Je regrette qu'il aborde ce sujet et mes yeux se tournent vers Clement. Mon compagnon fixe le tapis, sourcils froncés et je devine qu'il se blâme encore. Cette nuit-là, nous tenions enfin notre cible. Ce cambrioleur sans scrupule s’introduisait chez les bourgeois pour s’emparer de leurs biens, en tranchant une ou deux gorges si besoin. Nous pensions qu’il agissait seul, à tort. Son dena m'a poignardé dans le dos lors de l’arrestation. J’aurais dû sécuriser les lieux et débusquer le complice caché derrière un rideau, au lieu de me fier à une intuition, mais Clement se sent plus responsable que moi. Il se reproche de ne pas avoir tiré à temps. Moi, je préfère qu'il garde son revolver dans sa poche.
Lord Westminster n’insiste pas.
— Installez-vous, grogne-t-il. L’affaire des Maldives cause de sacrés remous. La presse s’en est emparée et les braves gens crient au scandale. Sa Majesté elle-même y accorde une attention particulière.
Clement s’assoit sur le canapé vert olive, le dos bien droit, et je choisis l’un des deux fauteuils.
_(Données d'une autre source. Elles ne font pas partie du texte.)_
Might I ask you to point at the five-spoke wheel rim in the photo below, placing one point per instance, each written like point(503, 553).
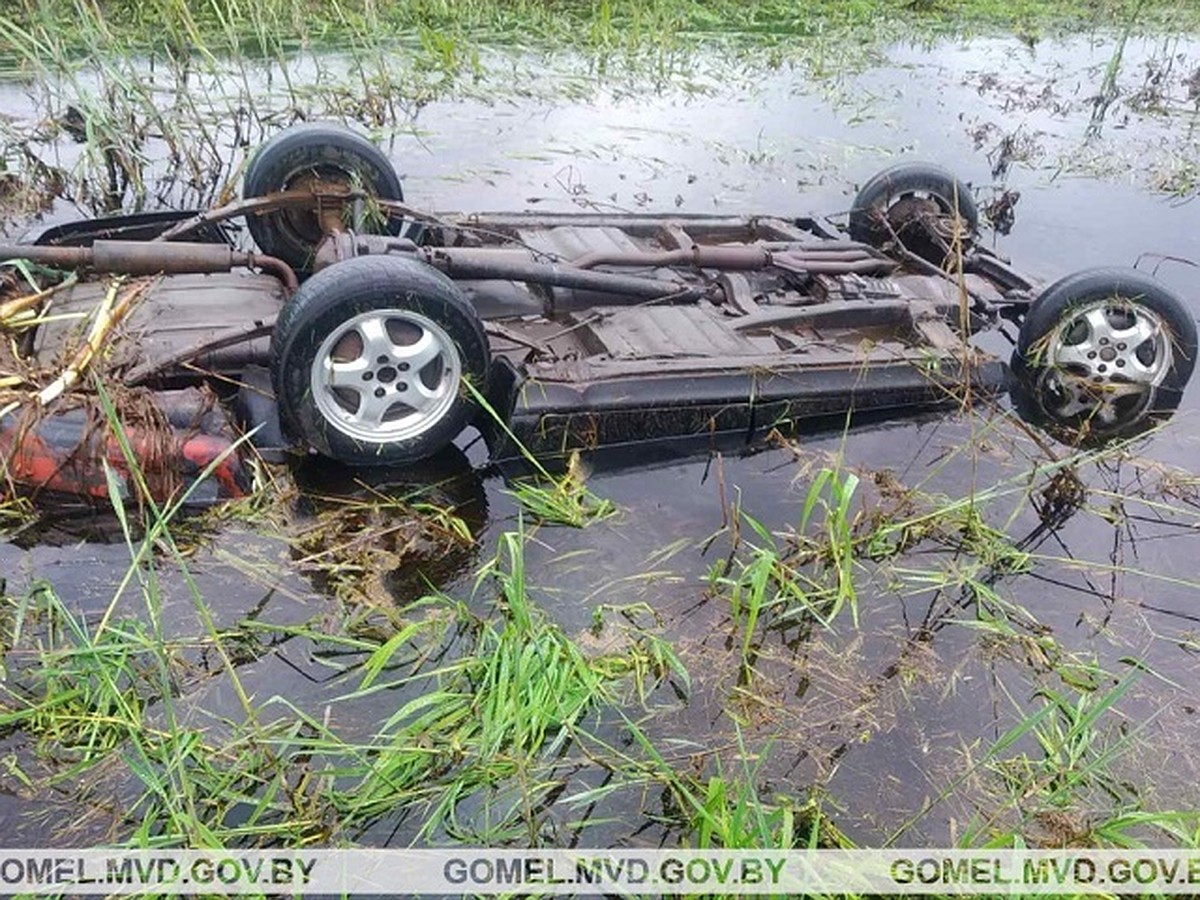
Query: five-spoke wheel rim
point(385, 375)
point(1104, 363)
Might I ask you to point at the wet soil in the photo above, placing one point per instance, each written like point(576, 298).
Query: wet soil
point(881, 718)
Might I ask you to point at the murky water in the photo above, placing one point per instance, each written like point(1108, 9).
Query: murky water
point(869, 715)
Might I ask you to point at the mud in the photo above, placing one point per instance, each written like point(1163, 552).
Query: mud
point(882, 717)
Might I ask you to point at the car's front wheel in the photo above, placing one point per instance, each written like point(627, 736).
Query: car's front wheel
point(1103, 354)
point(370, 357)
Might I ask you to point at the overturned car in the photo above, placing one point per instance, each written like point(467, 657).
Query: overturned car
point(372, 333)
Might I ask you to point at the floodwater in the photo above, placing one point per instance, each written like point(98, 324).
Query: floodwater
point(883, 719)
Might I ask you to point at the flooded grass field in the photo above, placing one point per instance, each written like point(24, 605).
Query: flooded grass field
point(946, 631)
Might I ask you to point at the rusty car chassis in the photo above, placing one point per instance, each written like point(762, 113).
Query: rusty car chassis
point(383, 331)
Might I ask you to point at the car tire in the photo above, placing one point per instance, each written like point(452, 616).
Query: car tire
point(294, 157)
point(369, 360)
point(906, 199)
point(1103, 354)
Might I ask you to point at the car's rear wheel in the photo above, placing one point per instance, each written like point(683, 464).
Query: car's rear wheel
point(315, 156)
point(369, 361)
point(923, 205)
point(1103, 354)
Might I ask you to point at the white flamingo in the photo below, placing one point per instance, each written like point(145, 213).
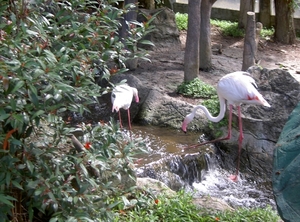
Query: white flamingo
point(236, 88)
point(121, 98)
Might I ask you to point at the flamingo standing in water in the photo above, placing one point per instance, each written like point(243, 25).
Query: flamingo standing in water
point(121, 97)
point(236, 88)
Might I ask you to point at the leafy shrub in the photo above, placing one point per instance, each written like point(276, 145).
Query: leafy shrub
point(51, 53)
point(180, 207)
point(196, 88)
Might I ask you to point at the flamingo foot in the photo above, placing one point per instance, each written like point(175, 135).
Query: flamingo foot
point(234, 178)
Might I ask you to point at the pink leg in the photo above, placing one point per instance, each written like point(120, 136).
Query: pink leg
point(241, 137)
point(120, 119)
point(219, 139)
point(129, 122)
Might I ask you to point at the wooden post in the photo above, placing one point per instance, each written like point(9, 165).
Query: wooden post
point(249, 54)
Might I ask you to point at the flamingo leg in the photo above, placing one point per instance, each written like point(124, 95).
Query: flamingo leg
point(129, 121)
point(241, 137)
point(120, 119)
point(218, 139)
L’odeur du cuir se mêle à celle du cigare.
— Ces crimes sortent de l’ordinaire, dis-je d’un ton calme. Qu’en pensez-vous, Monsieur ?
— Exterminer les lynes à la naissance ! Élever les denas comme du bétail ! Quelle horreur ! Cette tueuse a perdu toute humanité, ma chère. Où qu'elle se cache, l'honneur et la morale nous imposent de l'arrêter.
Un domestique frappe à la porte et nul ne s’exprime tandis qu’il sert le thé. J'en déguste une gorgée avant de reprendre la parole.
— L’enquête avance-t-elle ?
Mon interlocuteur engloutit un sandwich au concombre en une bouchée.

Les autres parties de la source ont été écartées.